The 12-bomb US strike on Iran's Fordow complex has “very likely” demolished the nuclear site beyond repair, military experts have told The National.
Suggestions have surfaced that Israeli intelligence might have found a “chink in the armour” at the site buried deep in a mountain near Qom that would have allowed the 13,600kg bombs to penetrate the centrifuge hall.
While the full results of what the military call the “battle damage assessment” has yet to be made public, the likelihood is that the precision-guided GBU-57s were sent down at an angle, increasing their chances of deep penetration.
The operation saw 75 precision-guided weapons used, including the 14 bunker busters with 125 US aircraft involved, including refuelling tankers.
Operation Midnight Hammer caused “extreme damage and destruction” to Iran’s nuclear sites, said Gen Dan Caine, chairman of the Joint Chiefs of Staff, the nation's highest ranking military officer.

Bombing angles
This means that they would need to get through about 100 metres of protection rather than 500 metres if dropped from directly overhead.

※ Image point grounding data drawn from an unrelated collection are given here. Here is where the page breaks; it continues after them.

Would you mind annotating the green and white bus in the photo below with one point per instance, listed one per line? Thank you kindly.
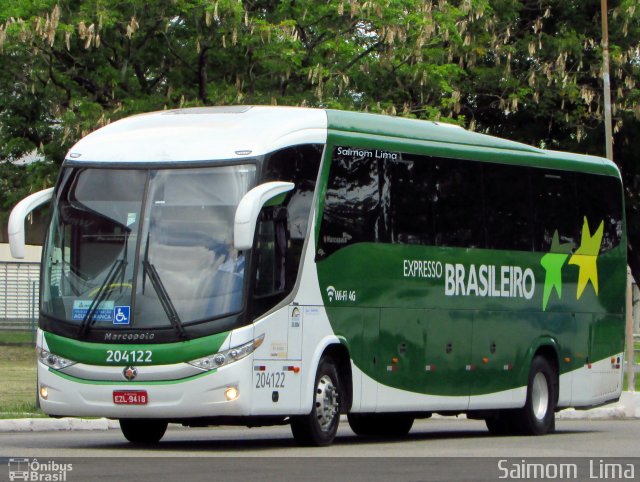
(273, 265)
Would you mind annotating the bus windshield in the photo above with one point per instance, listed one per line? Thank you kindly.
(145, 249)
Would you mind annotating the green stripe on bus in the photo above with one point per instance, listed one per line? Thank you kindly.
(161, 354)
(126, 383)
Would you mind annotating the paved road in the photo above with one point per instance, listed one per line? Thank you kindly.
(270, 453)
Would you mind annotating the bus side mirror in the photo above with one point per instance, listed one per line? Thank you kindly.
(17, 217)
(244, 226)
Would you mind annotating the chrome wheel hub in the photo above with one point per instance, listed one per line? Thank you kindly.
(327, 405)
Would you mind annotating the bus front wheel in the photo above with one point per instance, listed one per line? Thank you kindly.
(537, 417)
(143, 431)
(320, 426)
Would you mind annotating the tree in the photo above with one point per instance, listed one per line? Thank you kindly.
(528, 70)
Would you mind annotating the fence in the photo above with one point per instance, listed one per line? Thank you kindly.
(19, 295)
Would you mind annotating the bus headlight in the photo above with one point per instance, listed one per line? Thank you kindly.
(53, 361)
(223, 358)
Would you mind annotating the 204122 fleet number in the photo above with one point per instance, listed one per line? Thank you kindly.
(270, 380)
(129, 356)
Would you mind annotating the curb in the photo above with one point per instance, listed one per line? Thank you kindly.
(628, 407)
(56, 424)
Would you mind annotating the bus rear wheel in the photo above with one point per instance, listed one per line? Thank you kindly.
(380, 424)
(537, 417)
(143, 431)
(320, 426)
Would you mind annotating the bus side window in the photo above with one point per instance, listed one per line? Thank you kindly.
(458, 203)
(554, 200)
(353, 205)
(412, 200)
(507, 195)
(599, 200)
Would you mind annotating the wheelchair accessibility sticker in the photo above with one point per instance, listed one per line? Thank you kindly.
(121, 315)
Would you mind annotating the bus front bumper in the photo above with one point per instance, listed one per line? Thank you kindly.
(209, 394)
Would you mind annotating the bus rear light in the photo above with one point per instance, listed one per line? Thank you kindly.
(226, 357)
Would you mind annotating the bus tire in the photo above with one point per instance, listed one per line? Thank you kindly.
(537, 417)
(143, 431)
(319, 427)
(380, 424)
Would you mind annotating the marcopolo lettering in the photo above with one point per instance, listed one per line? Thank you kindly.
(489, 281)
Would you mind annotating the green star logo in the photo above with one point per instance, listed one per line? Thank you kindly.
(552, 262)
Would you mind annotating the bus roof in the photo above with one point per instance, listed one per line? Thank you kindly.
(437, 139)
(236, 132)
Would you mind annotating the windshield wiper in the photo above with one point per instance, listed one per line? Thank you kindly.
(163, 296)
(88, 319)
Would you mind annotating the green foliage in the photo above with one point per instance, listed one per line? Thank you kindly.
(528, 70)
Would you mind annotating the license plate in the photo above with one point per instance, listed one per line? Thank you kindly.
(130, 397)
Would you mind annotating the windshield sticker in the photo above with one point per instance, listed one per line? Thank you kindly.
(121, 315)
(104, 311)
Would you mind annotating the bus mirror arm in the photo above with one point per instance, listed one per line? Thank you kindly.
(17, 217)
(248, 210)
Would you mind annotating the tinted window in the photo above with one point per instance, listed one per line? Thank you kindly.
(413, 193)
(554, 198)
(458, 203)
(599, 200)
(282, 229)
(352, 211)
(508, 219)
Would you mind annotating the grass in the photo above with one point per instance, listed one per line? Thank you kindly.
(637, 375)
(18, 375)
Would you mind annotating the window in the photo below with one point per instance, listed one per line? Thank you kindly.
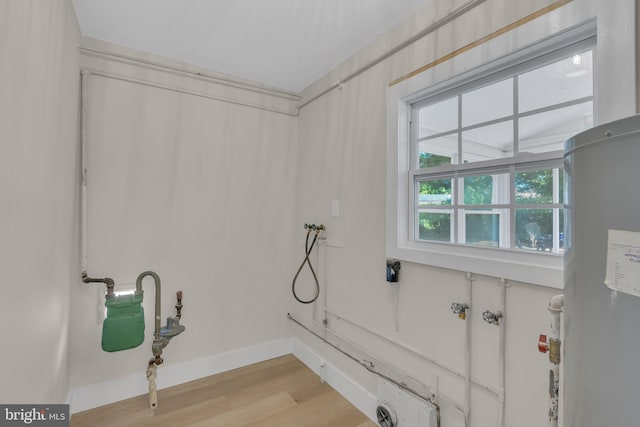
(476, 161)
(487, 154)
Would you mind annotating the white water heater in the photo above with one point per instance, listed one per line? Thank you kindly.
(602, 293)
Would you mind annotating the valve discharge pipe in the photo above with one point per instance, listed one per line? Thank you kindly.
(551, 344)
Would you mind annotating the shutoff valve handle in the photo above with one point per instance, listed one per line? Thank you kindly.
(543, 346)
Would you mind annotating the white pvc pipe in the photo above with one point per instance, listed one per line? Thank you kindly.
(467, 350)
(83, 169)
(502, 308)
(555, 309)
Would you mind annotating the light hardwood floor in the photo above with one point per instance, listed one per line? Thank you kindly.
(281, 392)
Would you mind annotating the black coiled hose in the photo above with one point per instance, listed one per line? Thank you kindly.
(306, 260)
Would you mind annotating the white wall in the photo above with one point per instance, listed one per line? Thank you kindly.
(194, 179)
(342, 156)
(39, 82)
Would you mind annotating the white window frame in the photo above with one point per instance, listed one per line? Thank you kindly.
(542, 269)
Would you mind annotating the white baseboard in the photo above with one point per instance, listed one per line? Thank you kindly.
(359, 397)
(104, 393)
(95, 395)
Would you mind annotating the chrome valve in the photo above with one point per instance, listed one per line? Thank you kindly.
(460, 310)
(492, 318)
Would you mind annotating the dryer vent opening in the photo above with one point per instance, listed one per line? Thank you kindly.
(397, 407)
(386, 416)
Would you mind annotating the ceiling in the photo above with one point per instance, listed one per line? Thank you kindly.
(287, 44)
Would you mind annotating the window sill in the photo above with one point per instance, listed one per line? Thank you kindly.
(545, 269)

The bomb’s explosives are designed for a controlled blast inside a confined area, with its outer casing made from exceptionally strong Eglin steel that allows it to penetrate up to 60 metres of reinforced concrete before detonating.
On the 6.2 metre bomb’s flight path down to Fordow, the weapons operators would have been able to made mid-course adjustments to bring it to within a few metres of target.

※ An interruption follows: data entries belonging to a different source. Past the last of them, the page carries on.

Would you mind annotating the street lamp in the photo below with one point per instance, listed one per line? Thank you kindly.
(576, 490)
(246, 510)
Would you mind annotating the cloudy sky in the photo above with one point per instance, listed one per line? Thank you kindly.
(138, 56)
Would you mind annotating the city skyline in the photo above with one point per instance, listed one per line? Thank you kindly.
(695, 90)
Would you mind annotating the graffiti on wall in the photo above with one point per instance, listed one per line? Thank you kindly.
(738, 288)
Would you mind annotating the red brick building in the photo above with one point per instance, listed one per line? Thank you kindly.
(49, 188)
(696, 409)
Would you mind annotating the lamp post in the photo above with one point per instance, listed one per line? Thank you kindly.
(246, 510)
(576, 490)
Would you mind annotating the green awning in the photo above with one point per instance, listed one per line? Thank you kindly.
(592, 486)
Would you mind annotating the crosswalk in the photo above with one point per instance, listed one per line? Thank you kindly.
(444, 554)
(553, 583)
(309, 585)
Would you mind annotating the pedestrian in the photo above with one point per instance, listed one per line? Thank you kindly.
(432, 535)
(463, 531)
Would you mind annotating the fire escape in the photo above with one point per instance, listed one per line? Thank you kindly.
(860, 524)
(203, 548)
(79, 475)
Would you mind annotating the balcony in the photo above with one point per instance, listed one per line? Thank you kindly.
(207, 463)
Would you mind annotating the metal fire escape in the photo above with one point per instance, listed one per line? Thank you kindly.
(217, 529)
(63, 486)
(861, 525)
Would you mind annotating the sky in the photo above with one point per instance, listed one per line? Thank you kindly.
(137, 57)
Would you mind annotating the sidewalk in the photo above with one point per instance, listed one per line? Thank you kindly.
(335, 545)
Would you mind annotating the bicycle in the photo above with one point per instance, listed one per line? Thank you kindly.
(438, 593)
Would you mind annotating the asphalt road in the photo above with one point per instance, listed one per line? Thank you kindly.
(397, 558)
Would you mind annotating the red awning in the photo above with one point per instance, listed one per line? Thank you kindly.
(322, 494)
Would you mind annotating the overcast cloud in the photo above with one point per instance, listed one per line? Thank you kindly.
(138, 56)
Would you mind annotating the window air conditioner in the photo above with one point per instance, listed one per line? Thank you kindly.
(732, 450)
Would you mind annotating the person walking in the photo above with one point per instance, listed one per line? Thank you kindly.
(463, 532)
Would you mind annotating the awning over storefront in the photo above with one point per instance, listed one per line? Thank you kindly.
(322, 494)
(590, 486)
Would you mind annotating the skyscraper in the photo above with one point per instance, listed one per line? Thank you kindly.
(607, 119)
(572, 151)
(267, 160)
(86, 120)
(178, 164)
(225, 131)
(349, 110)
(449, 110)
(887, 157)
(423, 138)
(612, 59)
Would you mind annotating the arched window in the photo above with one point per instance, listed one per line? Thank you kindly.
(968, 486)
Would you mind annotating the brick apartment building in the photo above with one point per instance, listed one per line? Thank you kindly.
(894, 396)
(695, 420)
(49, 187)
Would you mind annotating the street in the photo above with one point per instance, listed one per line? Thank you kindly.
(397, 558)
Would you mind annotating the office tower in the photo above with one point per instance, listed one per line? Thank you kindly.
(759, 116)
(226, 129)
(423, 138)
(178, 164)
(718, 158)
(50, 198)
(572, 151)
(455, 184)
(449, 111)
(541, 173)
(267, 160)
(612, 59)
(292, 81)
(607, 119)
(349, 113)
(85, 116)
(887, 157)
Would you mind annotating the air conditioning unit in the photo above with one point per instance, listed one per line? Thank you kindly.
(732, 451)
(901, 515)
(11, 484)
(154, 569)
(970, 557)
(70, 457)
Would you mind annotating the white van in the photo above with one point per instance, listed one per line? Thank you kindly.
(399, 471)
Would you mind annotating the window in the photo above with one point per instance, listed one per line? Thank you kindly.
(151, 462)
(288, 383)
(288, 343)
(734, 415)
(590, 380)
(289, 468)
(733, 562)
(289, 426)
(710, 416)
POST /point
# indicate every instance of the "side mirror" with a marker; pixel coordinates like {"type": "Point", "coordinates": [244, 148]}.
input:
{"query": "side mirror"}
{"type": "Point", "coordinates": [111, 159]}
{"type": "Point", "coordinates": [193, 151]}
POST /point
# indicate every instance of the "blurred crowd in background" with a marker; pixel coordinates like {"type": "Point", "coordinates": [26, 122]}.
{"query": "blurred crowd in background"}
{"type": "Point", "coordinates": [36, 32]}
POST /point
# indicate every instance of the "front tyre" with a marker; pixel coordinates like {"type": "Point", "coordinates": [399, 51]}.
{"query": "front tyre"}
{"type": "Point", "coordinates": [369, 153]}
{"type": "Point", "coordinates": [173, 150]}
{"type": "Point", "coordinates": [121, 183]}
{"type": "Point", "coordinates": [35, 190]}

It is highly likely they were dropped in sequence so that each could use the damage caused by the preceding device to penetrate deeper into the mountain.
They would have first destroyed the entrance to Fordow that is dug into the side of the mountain.

Shaken to obliteration
The long-range mission by six B-2 Spirit stealth bombers, each carrying two GBU-57s, was the equivalent of a 500-bomber raid from the Second World War, said military expert Francis Tusa.

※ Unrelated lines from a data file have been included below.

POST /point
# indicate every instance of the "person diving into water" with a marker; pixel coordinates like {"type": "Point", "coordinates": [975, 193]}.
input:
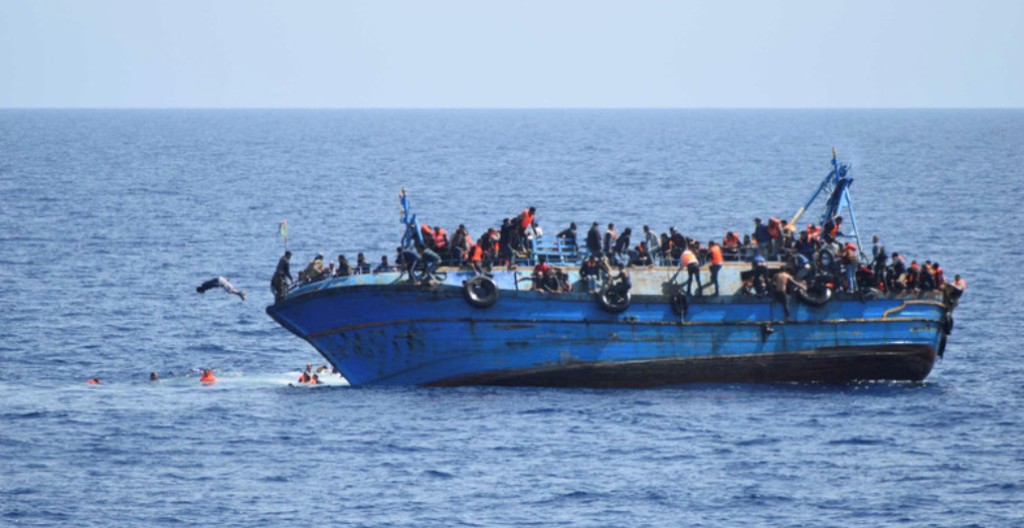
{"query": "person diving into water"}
{"type": "Point", "coordinates": [222, 282]}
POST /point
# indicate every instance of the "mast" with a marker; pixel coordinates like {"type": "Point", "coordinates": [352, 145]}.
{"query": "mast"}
{"type": "Point", "coordinates": [837, 187]}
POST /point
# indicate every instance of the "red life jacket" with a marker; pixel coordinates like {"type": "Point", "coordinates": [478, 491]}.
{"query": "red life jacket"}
{"type": "Point", "coordinates": [440, 238]}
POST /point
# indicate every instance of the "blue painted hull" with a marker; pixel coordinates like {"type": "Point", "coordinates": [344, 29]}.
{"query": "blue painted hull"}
{"type": "Point", "coordinates": [377, 331]}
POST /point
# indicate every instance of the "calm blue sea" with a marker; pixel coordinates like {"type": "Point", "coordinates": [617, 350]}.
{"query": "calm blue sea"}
{"type": "Point", "coordinates": [109, 219]}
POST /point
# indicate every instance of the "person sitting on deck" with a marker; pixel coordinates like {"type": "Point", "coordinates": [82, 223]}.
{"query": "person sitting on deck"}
{"type": "Point", "coordinates": [383, 267]}
{"type": "Point", "coordinates": [590, 272]}
{"type": "Point", "coordinates": [692, 267]}
{"type": "Point", "coordinates": [361, 266]}
{"type": "Point", "coordinates": [344, 269]}
{"type": "Point", "coordinates": [781, 282]}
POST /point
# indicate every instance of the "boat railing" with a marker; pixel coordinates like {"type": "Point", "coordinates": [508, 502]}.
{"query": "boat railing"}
{"type": "Point", "coordinates": [555, 250]}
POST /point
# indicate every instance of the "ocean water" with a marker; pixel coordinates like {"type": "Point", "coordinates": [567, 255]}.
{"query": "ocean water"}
{"type": "Point", "coordinates": [109, 219]}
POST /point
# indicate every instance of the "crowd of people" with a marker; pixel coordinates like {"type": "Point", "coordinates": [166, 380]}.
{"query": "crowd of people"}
{"type": "Point", "coordinates": [807, 253]}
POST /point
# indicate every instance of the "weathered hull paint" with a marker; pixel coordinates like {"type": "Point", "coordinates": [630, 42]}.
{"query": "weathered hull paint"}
{"type": "Point", "coordinates": [379, 332]}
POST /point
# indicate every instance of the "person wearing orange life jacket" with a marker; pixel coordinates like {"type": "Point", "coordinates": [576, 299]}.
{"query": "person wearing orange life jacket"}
{"type": "Point", "coordinates": [813, 232]}
{"type": "Point", "coordinates": [730, 245]}
{"type": "Point", "coordinates": [716, 264]}
{"type": "Point", "coordinates": [692, 266]}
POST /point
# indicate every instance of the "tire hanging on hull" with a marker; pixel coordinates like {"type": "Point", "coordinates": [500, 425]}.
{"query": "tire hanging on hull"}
{"type": "Point", "coordinates": [480, 292]}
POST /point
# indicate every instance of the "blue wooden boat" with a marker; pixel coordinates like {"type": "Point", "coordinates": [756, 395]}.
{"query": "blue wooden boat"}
{"type": "Point", "coordinates": [383, 330]}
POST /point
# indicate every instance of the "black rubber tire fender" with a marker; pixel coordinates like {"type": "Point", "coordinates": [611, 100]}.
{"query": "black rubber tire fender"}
{"type": "Point", "coordinates": [480, 292]}
{"type": "Point", "coordinates": [609, 305]}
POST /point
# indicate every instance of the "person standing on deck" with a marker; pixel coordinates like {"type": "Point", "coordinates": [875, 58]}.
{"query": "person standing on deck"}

“Fordow ought to have been shaken to obliteration because that amount of ordnance is very significant,” said the editor of the Defence Eye publication. “If they have actually gone into the main part of the building, then that would have completely destroyed the plant.”
US President Donald Trump is signalling this was a “one-off” strike to finish the job the Israelis had started, and that the US will not become further involved unless Iran retaliates.
America’s military therefore appears to have gambled in getting the mission accomplished in one hit by using 14 of its reported stockpile of only 20 GBU-57s – two of the bunker busters were also used on the Natanz plant.
It was also important to note, said Dr Frank Ledwidge, a former British military intelligence officer, that Fordow was built in the early 2000s at the same time the GBU-57 was being developed, making it unlikely the complex was constructed to withstand the attacks.
“The Americans had a high degree of certainty that the mission would have succeeded with the aim to destroy the facility and render it inoperable for future use,” he said. “I believe they used the minimum force to guarantee some form of success, while giving the best chance of a strategically insignificant response from Iran.”

Long-distance bombing
The raid is also significantly smaller than the 2,400 aircraft used on the first night of allied bombing on Iraq in 1991, in which a number of aircraft also flew from the US.
Sunday’s attack, more than 11,000km from the B-2 base in Whiteman, Missouri, required several mid-air refuelling attachments.
Given that each bomber was carrying 27,200kg of ordnance, they had an exceptionally heavy payload, meaning that air-to-air refuelling was needed as they crossed the Atlantic and Mediterranean towards Iran.
At the same time a deceptiion operation that gained traction among flight radar websites was launched with B-2s heading westwards over the Pacific.
As they finally crossed into Iranian airspace, after about 18 hours flying, US submarines in the Gulf region unleashed a barrage of 30 Tomahawk cruise missiles that would have flown below radar to take out any remaining air defence threats in the B-2s path, as well as strike the Natanz and Isfahan nuclear plants.
Then, from a distance of several kilometres, the stealth bombers, dropping their weapons in carefully choreographed sequence, would have unleashed the biggest explosions witnessed in a single small area on Earth outside of a nuclear detonation.

Message received?
The “one-off strike message” might mean the war will be brought to a quicker conclusion, said Richard Pater, director of the Bicom Anglo-Israeli think tank.
He suggested there was little more to be done by Israel other than “washing up” in terms of the completing the job on eliminating Iran’s missile launch capacity.
He said he expected Israel would make an assessment this week to “draw a line in the sand and say mission complete”, allowing the Americans to achieve a diplomatic solution. “But that again depends on Iran, and on the terms in which they're prepared for ceasefire and surrender,” he added.